From the air, it’s clear
that Ireland and his team have their hands full. On a flight funded by
the U.S. Forest Service, Ireland identifies dozens of potentially
illegal marijuana farms scattered in the mountains near Eureka . While
Humboldt County’s marijuana is legendary for its quality, the terrain
doesn’t lend itself well to farming. Trees cover the steep hillsides,
and getting supplies from town can mean hours of driving. And forget
about getting access to legal irrigation water in many places. If
growers want water, they often just steal it from rivers, police said.
“It’s basically been unregulated agriculture,” Brady said.
'Long view'
Using
environmental and business-regulation laws to fight these operations
has local lawmakers hopeful. But even with better tools at hand, they
face the daunting and possibly insurmountable challenge of better-funded
growers.
The new county rules, authorized by a
broader statewide law, require growers to register industrial-scale
cannabis operations and to comply with basic environmental regulations,
the same kinds of rules that conventional farmers or orchards have to
follow.
Since the country rules took effect in
January, about 40 growers have completed the registration process.
That’s a literal drop in the bucket, but it's a start.
“This
has been an issue that’s developed over four decades.
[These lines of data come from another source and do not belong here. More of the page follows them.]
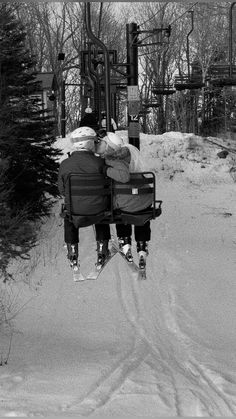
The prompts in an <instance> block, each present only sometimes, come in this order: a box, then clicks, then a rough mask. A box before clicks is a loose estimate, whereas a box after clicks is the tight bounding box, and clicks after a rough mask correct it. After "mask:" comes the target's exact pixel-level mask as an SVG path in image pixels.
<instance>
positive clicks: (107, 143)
mask: <svg viewBox="0 0 236 419" xmlns="http://www.w3.org/2000/svg"><path fill="white" fill-rule="evenodd" d="M103 141H106V143H107V145H109V147H110V148H112V149H113V150H115V151H116V150H119V148H120V147H121V146H122V145H123V144H124V142H123V139H122V138H121V137H119V135H117V134H115V133H114V132H107V135H106V136H105V137H104V138H103Z"/></svg>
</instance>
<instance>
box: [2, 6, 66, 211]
mask: <svg viewBox="0 0 236 419" xmlns="http://www.w3.org/2000/svg"><path fill="white" fill-rule="evenodd" d="M25 40H26V34H25V31H24V28H23V27H22V24H21V23H20V22H19V21H18V20H17V18H16V17H15V15H14V13H13V11H12V9H11V7H10V6H9V5H7V4H2V5H0V75H1V79H0V150H1V154H2V158H3V159H6V160H7V162H8V169H7V171H6V174H5V177H6V186H7V189H8V198H7V202H8V205H9V206H10V208H11V210H16V211H18V210H21V209H23V208H25V207H26V206H27V208H28V214H29V217H30V218H31V219H36V218H37V217H40V216H42V215H45V214H48V212H49V209H50V207H51V205H52V197H55V196H57V194H58V191H57V185H56V181H57V170H58V163H57V162H56V160H55V158H56V156H57V155H58V151H56V150H55V149H54V148H53V147H52V144H53V142H54V136H53V128H54V127H53V123H52V121H50V119H48V118H47V117H45V116H44V115H43V113H42V110H41V109H40V107H39V102H38V97H37V91H38V89H39V86H38V83H36V81H35V73H34V65H35V62H34V59H33V57H31V56H30V54H29V52H28V51H27V50H26V47H25Z"/></svg>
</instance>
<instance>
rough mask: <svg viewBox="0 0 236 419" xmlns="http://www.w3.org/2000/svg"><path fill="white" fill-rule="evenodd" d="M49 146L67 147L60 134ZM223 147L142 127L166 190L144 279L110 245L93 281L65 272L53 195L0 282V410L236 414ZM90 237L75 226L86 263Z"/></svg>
mask: <svg viewBox="0 0 236 419" xmlns="http://www.w3.org/2000/svg"><path fill="white" fill-rule="evenodd" d="M121 135H122V136H123V137H124V138H127V133H126V132H121ZM210 140H213V141H217V142H218V143H219V144H224V145H227V144H226V142H224V143H223V142H222V140H220V139H219V138H218V139H210ZM228 145H229V146H230V147H231V148H232V147H235V146H234V144H233V143H231V144H228ZM57 147H62V148H63V149H64V150H65V151H66V152H67V151H69V148H68V147H69V146H68V144H67V140H65V139H59V140H58V142H57ZM235 148H236V147H235ZM220 150H221V148H220V147H217V146H216V145H214V144H212V143H211V142H208V141H206V140H204V139H202V138H200V137H196V136H193V135H190V134H181V133H173V132H171V133H166V134H164V135H159V136H158V135H157V136H153V135H144V134H141V151H142V153H143V155H144V158H145V167H146V169H147V170H153V171H155V173H156V179H157V199H162V200H163V214H162V215H161V217H159V218H157V219H156V220H155V221H152V240H151V243H150V246H149V250H150V255H149V257H148V268H147V273H148V280H147V281H137V280H136V279H135V277H134V276H132V274H131V273H130V272H129V270H128V269H127V265H126V263H125V262H124V261H123V260H122V258H121V257H120V256H119V255H116V256H115V257H114V258H113V259H112V261H111V262H110V264H108V266H107V267H106V269H105V270H104V272H103V273H102V274H101V276H100V277H99V279H98V280H97V281H90V282H89V281H87V282H83V283H74V282H73V280H72V277H71V272H70V268H69V266H68V262H67V260H66V251H65V248H64V247H63V225H62V220H61V219H60V218H59V217H58V213H59V203H58V205H56V206H55V212H54V214H53V215H52V216H51V218H50V219H49V220H48V221H47V222H46V223H45V225H44V227H43V229H42V233H41V239H40V244H39V246H38V247H37V248H35V249H33V250H32V252H31V259H30V261H28V262H27V263H25V264H20V265H19V266H18V267H17V269H18V280H17V281H16V283H15V284H8V285H2V296H4V292H5V303H6V302H8V305H9V314H7V316H10V317H13V319H12V324H11V327H5V329H4V331H5V333H4V334H3V326H2V329H1V331H2V333H1V336H0V339H1V341H0V355H1V357H2V361H3V363H4V360H5V358H6V357H7V354H8V351H9V339H10V335H11V333H12V332H13V337H12V340H11V348H10V356H9V361H8V364H7V365H3V366H1V367H0V392H1V404H0V416H3V417H12V416H16V417H17V416H19V417H20V416H23V417H34V416H39V417H47V416H56V417H64V416H66V417H76V418H78V417H80V416H81V417H82V416H91V417H114V416H115V417H116V416H119V417H122V418H126V417H129V416H130V417H163V416H169V417H170V416H171V417H176V416H235V415H236V304H235V301H236V280H235V278H236V275H235V272H236V258H235V251H236V183H235V180H236V179H235V180H234V178H233V176H234V173H235V171H234V170H232V168H234V167H235V166H236V164H235V156H236V155H235V153H229V155H228V156H227V157H226V158H225V159H221V158H219V157H218V156H217V153H218V152H219V151H220ZM230 169H231V170H230ZM112 230H114V226H112ZM95 247H96V246H95V238H94V231H93V228H92V227H88V228H84V229H82V230H81V259H82V269H83V270H84V272H88V271H89V270H90V269H91V267H92V266H93V264H94V262H95V258H96V252H95ZM133 252H134V254H135V247H134V248H133Z"/></svg>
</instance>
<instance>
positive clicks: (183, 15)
mask: <svg viewBox="0 0 236 419" xmlns="http://www.w3.org/2000/svg"><path fill="white" fill-rule="evenodd" d="M197 4H198V1H197V2H196V3H194V4H193V5H192V6H191V7H190V8H189V9H188V10H186V11H185V12H184V13H182V15H180V16H179V17H177V18H176V19H175V20H173V22H171V23H170V26H172V25H173V24H174V23H175V22H177V21H178V20H179V19H181V17H183V16H184V15H185V14H186V13H188V12H189V11H190V10H191V9H192V8H193V7H194V6H196V5H197Z"/></svg>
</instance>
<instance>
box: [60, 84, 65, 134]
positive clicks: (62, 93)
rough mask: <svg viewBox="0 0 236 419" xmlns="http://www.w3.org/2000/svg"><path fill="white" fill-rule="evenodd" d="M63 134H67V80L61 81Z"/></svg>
mask: <svg viewBox="0 0 236 419" xmlns="http://www.w3.org/2000/svg"><path fill="white" fill-rule="evenodd" d="M61 136H62V138H64V137H65V136H66V88H65V80H62V83H61Z"/></svg>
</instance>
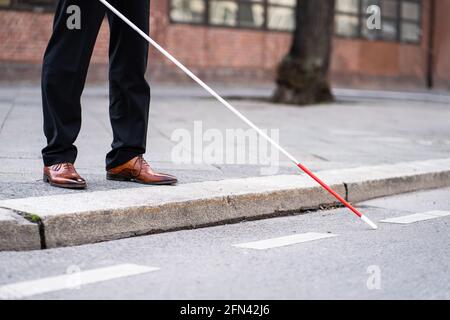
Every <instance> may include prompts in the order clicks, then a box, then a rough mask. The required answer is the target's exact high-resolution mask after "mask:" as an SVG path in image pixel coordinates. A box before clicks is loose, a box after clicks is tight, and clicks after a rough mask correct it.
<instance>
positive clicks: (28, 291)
mask: <svg viewBox="0 0 450 320" xmlns="http://www.w3.org/2000/svg"><path fill="white" fill-rule="evenodd" d="M157 270H159V268H154V267H147V266H139V265H135V264H121V265H117V266H112V267H106V268H100V269H93V270H88V271H82V272H78V273H73V274H65V275H60V276H55V277H49V278H43V279H38V280H32V281H25V282H19V283H13V284H8V285H4V286H1V287H0V299H23V298H26V297H30V296H34V295H38V294H43V293H49V292H53V291H59V290H65V289H77V288H80V287H81V286H82V285H87V284H92V283H97V282H103V281H108V280H113V279H118V278H123V277H129V276H134V275H138V274H143V273H148V272H152V271H157Z"/></svg>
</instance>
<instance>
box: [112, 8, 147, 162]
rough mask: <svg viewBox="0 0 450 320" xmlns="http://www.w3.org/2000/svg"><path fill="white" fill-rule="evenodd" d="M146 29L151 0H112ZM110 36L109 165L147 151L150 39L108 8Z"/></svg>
mask: <svg viewBox="0 0 450 320" xmlns="http://www.w3.org/2000/svg"><path fill="white" fill-rule="evenodd" d="M111 3H112V4H113V5H114V6H115V7H116V8H117V9H118V10H119V11H120V12H122V13H123V14H124V15H125V16H127V17H128V18H129V19H130V20H131V21H133V22H134V23H135V24H136V25H137V26H138V27H139V28H141V29H142V30H143V31H144V32H146V33H148V32H149V15H150V4H149V1H148V0H133V1H120V0H114V1H112V2H111ZM108 19H109V24H110V30H111V38H110V71H109V81H110V107H109V111H110V119H111V125H112V129H113V135H114V138H113V142H112V145H111V147H112V150H111V151H110V152H109V153H108V155H107V156H106V168H107V169H111V168H114V167H117V166H120V165H122V164H124V163H126V162H128V161H129V160H131V159H133V158H135V157H136V156H139V155H142V154H144V153H145V148H146V138H147V126H148V114H149V106H150V87H149V85H148V83H147V81H146V80H145V72H146V70H147V60H148V47H149V45H148V43H147V41H145V40H144V39H143V38H142V37H141V36H140V35H139V34H137V33H136V31H134V30H132V29H131V28H130V27H129V26H128V25H126V24H125V23H124V22H123V21H122V20H120V19H119V18H118V17H116V16H115V15H114V14H113V13H111V12H108Z"/></svg>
It started out as
a little here and a little there but it became very businesslike.
People are making a lot of money, so over time, specifically in the past
10 years, there’s been something akin to a green rush," said Humboldt
County's Fennell.
Fennell said the new county rules
are intended to take a “long view” of the problem and will likely take
years to have a significant impact. The rules require growers to
cultivate marijuana only in prime farmland, which could make most of the
county’s mountainous areas off-limits.
Marijuana-industry
analyst John Kagia, who visited Humboldt County this summer, predicts
the county’s new regulations will only persuade a small number of
growers to cooperate. Steep black-market profits will likely prove too
tempting for some growers, and they’ll just continue to run the risk of
getting caught, including those who illegally farm in the national
forest.
“The reality is that enforcement of
regulations is still going to face vast challenge, because those
(black-market) growers have the least motivation to transition into the
regulated market,” said Kagia, executive vice president of industry
analytics for marijuana-data firm New Frontier Data.
The
county hopes to slowly shift Humboldt County to a system where
responsible growers are officially welcomed and irresponsible growers
are forced out through a combination of targeted enforcement.
Watching
from the sky as thousands of marijuana plants soak up the afternoon
sun, Ireland marvels at the enormity of the task facing police and
regulators. He has seen the crime that accompanies black-market
marijuana. Those growers know what they're doing is illegal. Few care,
he said.
“Those guys are making millions of dollars each year,” he said. “They're going to fight for what they have."